宣教会研究に関する新視点と同時代人の肖像:労働司祭および地域開発都市計画研究者モーリス・デュクルー(1924-1985)の事例を通して
[講演会] マリヴォンヌ・プレヴォー (リール第1大学)
18:00〜19:45 601号室 フランス語
本発表では、地域開発・都市計画に関する研究指導資格論文を部分的に加筆して刊行した著作Catholicisme social et urbanisme. Maurice Ducreux et la fabrique de la Cité (1924-1985) (訳:「社会的カトリシズムと都市計画:モーリス・デュクルーと「都市」の創出(1924−1985)」、レンヌ大学出版、2015)の紹介を行う。
1950年より亡くなるまでの35年間「ミッション・ド・フランス (フランス宣教会) 」の司祭を務めたデュクルーは、国際的にも注目された半官半民の地域開発都市計画研究機関である仏・都市調査整備局 [Bureau d’Études et de Réalisations Urbaines、BERU]に創設メンバーとして参画、経営幹部として運営に取り組んだ。1973年から1977年まで共産党員として活動、パリ建築高等専門学校に応用社会科学の契約研究者として勤めた。
本研究では、従来の研究ではあまり解明されてこなかった以下の二点の繋がりに注目して分析をおこなう。
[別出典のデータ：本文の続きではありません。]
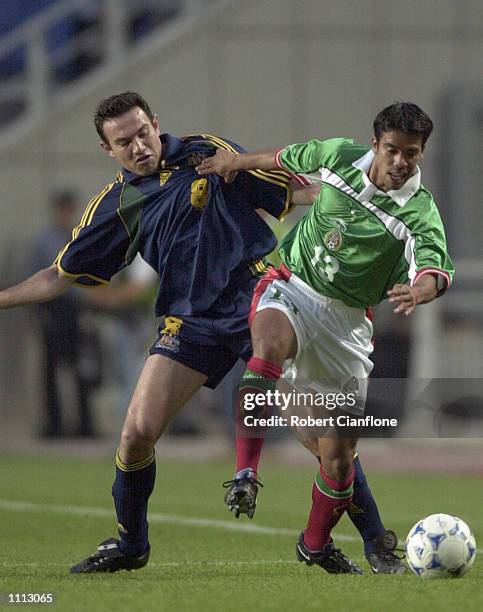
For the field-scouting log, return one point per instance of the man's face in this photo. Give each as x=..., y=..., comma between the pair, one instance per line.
x=397, y=155
x=134, y=141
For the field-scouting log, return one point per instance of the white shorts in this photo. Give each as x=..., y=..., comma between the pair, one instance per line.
x=333, y=340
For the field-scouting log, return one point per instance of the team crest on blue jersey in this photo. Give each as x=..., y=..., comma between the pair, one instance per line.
x=164, y=177
x=333, y=240
x=199, y=193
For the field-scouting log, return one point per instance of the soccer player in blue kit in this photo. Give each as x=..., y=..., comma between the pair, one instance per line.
x=207, y=242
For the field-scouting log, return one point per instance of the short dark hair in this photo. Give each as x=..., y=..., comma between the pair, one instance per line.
x=117, y=105
x=405, y=117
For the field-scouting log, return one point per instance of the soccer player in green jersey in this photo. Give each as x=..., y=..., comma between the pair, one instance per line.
x=374, y=232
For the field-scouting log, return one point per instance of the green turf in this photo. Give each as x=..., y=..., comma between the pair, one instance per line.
x=198, y=567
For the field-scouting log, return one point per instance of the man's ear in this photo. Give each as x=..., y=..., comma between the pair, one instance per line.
x=155, y=123
x=106, y=148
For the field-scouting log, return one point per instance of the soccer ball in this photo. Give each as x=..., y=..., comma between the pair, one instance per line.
x=440, y=546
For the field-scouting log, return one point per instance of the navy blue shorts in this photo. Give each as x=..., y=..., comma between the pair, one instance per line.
x=212, y=342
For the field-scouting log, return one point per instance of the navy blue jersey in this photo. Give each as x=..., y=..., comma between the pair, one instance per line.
x=197, y=232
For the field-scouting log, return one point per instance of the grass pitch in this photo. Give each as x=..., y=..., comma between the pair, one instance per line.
x=54, y=511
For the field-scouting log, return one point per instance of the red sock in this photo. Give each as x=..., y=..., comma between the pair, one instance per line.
x=258, y=377
x=329, y=502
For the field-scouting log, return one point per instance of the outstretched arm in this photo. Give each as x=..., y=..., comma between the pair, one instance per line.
x=224, y=162
x=43, y=286
x=407, y=298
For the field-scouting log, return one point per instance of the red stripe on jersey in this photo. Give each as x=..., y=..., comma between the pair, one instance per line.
x=277, y=159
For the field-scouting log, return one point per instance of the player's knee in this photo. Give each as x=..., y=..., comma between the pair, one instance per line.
x=271, y=346
x=139, y=437
x=338, y=467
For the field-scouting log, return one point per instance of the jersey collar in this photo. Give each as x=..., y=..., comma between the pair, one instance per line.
x=400, y=196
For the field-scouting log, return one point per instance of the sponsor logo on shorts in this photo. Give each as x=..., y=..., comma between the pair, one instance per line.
x=168, y=342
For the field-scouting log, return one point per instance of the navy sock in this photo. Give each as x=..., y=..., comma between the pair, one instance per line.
x=363, y=510
x=132, y=487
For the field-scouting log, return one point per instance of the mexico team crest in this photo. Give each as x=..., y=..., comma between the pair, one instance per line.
x=333, y=240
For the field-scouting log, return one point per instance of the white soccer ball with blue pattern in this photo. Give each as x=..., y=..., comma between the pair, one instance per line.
x=440, y=546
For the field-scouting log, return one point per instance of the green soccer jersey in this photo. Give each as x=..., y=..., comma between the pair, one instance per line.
x=356, y=241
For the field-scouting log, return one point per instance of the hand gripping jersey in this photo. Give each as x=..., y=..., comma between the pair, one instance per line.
x=356, y=242
x=198, y=233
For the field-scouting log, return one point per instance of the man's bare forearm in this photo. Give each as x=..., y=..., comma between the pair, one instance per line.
x=224, y=162
x=42, y=286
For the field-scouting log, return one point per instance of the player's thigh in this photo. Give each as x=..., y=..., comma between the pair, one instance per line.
x=163, y=388
x=273, y=336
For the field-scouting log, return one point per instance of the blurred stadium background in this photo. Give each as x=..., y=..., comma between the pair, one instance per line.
x=263, y=73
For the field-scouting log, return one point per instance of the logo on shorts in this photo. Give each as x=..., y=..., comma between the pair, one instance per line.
x=351, y=385
x=166, y=341
x=333, y=240
x=168, y=336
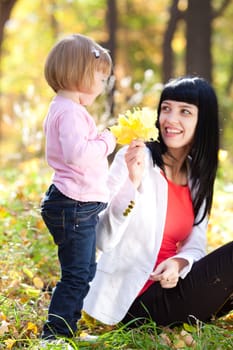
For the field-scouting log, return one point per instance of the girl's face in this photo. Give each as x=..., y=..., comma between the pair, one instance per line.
x=100, y=80
x=178, y=122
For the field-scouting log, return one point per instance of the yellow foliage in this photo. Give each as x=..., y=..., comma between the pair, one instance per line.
x=32, y=327
x=136, y=124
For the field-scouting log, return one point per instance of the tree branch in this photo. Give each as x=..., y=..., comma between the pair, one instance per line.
x=221, y=9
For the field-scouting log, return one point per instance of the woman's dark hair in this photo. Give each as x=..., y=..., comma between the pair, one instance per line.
x=204, y=150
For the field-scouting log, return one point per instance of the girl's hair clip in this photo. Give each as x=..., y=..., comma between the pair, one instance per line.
x=96, y=53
第一に、「栄光の30年」と呼ばれるフランスの高度成長期における宗教および社会活動家グループの再編を、「社会団体」および「政治的偏向」という側面から検証すること。第二に、同時期における、都市および地域創出に関する構造・執行手段・決定手順・政策原理の変容を明らかにすること。著作では、以上の観点から、活動家たちのプロジェクト、国レベルでの改革の取組み、社会および都市の現状把握のための学術研究体制の動向が重なり合い、深化していく様相を示している。これらの大渦潮は新たな専門家集団を生み出し、利益の一般化および標準化、資金源の融合を引き起こし、運動家たちは宗教世界から世俗世界まで幅広い領域で活動を展開することとなった。他方、能力および分野横断的現象は、個々の差異およびその源泉を不鮮明にしている。モーリス・デュクルーは、社会学者が「有力外部者」と呼んだ二つの異なる世界に足を踏み入れた存在である。デュクルーの軌跡をたどることで、フランス・ベルギーおよびフランス語圏アフリカにおいて都市計画の専門家集団がいかに構築されたのかを明らかにする。同時に、フーコーが「考古学」と呼んだ方法を用い、地域開発および都市計画における職業実践を検証する。